Description Chuck Lever 2024-04-10 16:32:53 UTC
Over the past year or so, I've heard several reports of this workqueue splat during transport disconnect:

workqueue: WQ_MEM_RECLAIM xprtiod:xprt_autoclose [sunrpc] is flushing !WQ_MEM_RECLAIM events_highpri:rpcrdma_mr_refresh_worker [rpcrdma]
WARNING: CPU: 1 PID: 20378 at kernel/workqueue.c:3728 check_flush_dependency+0x101/0x120

 ? check_flush_dependency+0x101/0x120
 ? report_bug+0x175/0x1a0
 ? handle_bug+0x44/0x90
 ? exc_invalid_op+0x1c/0x70
 ? asm_exc_invalid_op+0x1f/0x30
 ? __pfx_rpcrdma_mr_refresh_worker+0x10/0x10 [rpcrdma aefd3d1b298311368fa14fa93ae5fb3818c3aeac]
 ? check_flush_dependency+0x101/0x120
 __flush_work.isra.0+0x20a/0x290
 __cancel_work_sync+0x129/0x1c0
 cancel_work_sync+0x14/0x20
 rpcrdma_xprt_disconnect+0x229/0x3f0 [rpcrdma aefd3d1b298311368fa14fa93ae5fb3818c3aeac]
 xprt_rdma_close+0x16/0x40 [rpcrdma aefd3d1b298311368fa14fa93ae5fb3818c3aeac]
 xprt_autoclose+0x63/0x110 [sunrpc a04d701bce94b5a8fb541cafbe1a489d6b1ab5b3]
 process_one_work+0x19e/0x3f0
 worker_thread+0x340/0x510
 ? __pfx_worker_thread+0x10/0x10
 kthread+0xf7/0x130
 ? __pfx_kthread+0x10/0x10
 ret_from_fork+0x41/0x60
 ? __pfx_kthread+0x10/0x10
 ret_from_fork_asm+0x1a/0x30

Though alarming, it's relatively harmless. xprtiod is a WQ_MEM_RECLAIM work queue because reconnecting to an NFS server might be necessary to handle a direct reclaim. The MR refresh worker uses a !WQ_MEM_RECLAIM work queue because the RDMA core does not yet implement MEM_RECLAIM safety.

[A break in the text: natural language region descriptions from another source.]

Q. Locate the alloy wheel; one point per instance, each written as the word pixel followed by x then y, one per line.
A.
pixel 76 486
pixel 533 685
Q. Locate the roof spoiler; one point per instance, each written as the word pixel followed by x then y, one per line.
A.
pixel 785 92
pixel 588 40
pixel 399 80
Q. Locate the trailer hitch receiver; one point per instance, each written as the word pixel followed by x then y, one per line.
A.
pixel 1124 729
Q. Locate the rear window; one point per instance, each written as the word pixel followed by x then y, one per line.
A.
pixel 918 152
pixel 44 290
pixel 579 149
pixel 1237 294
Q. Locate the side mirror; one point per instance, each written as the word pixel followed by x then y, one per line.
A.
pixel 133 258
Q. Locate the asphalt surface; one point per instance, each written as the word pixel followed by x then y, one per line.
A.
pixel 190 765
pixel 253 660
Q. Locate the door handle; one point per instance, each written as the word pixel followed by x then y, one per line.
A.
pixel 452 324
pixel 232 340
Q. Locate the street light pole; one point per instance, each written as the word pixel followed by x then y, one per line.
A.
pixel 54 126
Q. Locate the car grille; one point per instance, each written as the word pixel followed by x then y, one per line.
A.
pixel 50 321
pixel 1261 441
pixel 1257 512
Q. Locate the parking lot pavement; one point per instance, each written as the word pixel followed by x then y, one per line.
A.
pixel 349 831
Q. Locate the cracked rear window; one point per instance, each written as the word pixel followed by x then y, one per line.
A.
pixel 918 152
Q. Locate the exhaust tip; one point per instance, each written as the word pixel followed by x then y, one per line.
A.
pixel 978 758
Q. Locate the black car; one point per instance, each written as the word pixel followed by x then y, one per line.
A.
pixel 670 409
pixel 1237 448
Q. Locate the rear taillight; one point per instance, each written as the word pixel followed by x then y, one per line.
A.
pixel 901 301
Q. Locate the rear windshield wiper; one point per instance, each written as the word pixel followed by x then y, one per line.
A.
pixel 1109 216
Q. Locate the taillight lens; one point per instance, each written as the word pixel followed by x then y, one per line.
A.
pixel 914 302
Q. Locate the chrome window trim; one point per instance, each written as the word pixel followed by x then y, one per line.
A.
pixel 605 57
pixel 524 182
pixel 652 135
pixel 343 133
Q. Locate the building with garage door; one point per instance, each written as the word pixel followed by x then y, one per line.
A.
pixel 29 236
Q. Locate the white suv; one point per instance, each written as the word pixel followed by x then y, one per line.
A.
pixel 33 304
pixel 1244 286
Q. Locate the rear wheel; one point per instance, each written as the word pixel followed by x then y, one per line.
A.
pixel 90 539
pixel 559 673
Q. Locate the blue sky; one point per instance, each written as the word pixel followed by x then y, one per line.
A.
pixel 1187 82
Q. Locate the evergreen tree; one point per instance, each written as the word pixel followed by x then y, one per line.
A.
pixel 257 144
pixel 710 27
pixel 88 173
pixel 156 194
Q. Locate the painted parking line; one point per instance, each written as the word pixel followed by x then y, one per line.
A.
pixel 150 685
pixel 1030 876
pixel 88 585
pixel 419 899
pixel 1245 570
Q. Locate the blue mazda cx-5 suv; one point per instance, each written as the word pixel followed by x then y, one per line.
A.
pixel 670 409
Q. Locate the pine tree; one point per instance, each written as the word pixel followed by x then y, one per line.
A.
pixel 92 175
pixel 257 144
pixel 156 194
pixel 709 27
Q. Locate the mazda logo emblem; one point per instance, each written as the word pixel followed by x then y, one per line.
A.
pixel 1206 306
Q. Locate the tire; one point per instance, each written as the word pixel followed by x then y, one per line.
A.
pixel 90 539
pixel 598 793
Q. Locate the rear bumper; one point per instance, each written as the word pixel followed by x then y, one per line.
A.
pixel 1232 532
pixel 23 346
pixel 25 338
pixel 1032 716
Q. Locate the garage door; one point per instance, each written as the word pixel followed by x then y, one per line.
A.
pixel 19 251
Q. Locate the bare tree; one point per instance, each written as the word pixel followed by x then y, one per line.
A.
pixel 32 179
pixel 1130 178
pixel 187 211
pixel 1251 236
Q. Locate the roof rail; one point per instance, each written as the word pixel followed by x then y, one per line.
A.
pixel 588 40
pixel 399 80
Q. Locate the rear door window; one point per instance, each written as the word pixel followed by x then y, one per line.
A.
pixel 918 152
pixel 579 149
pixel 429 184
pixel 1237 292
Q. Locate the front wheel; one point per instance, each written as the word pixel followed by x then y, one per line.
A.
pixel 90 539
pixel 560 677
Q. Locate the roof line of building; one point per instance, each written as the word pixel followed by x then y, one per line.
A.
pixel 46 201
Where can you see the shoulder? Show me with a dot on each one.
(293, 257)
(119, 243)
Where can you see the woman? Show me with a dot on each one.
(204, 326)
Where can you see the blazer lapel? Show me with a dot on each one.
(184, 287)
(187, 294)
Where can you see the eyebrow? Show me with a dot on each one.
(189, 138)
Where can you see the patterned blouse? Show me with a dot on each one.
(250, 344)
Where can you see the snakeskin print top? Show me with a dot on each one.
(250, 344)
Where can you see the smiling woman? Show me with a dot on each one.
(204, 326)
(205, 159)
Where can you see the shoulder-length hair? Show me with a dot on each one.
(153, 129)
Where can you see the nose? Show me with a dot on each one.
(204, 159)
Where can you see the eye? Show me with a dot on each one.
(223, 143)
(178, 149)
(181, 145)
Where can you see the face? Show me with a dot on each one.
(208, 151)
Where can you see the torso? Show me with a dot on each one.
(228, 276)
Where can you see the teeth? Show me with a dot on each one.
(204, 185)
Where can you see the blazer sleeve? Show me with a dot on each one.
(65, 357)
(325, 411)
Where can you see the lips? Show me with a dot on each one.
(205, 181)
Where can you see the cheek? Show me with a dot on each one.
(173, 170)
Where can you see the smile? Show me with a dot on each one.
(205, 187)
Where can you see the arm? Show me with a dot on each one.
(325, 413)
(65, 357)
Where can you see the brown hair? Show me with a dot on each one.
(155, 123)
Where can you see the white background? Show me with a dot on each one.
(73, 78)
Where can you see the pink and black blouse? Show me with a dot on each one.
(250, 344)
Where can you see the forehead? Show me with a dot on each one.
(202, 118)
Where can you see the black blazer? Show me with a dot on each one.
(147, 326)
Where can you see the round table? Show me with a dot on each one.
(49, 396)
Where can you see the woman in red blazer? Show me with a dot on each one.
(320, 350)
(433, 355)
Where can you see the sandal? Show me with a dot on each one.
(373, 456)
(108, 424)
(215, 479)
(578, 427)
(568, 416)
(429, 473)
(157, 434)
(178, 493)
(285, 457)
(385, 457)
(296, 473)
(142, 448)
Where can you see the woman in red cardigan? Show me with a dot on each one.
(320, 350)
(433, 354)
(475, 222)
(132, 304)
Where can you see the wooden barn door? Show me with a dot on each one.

To address this splat in the short term, the work of releasing hardware-related resources in rpcrdma_xprt_disconnect() can be deferred to a !WQ_MEM_RECLAIM work queue. We might accomplish that by moving the req, rep, and sendctx data structures to struct rpcrdma_ep, and then release that during connection tear-down via a normal work queue item or via an RCU-controlled delay.
Comment 1 Chuck Lever 2024-04-13 16:29:47 UTC
Because rpcrdma_ep_destroy() is called directly by rpcrdma_xprt_disconnect(), it's also a potential source of these splats (it invokes RDMA core API functions, which don't generally tolerate being called in a MEM_RECLAIM context).

Perhaps the first step, then, is to move ep_destroy to a deferred context.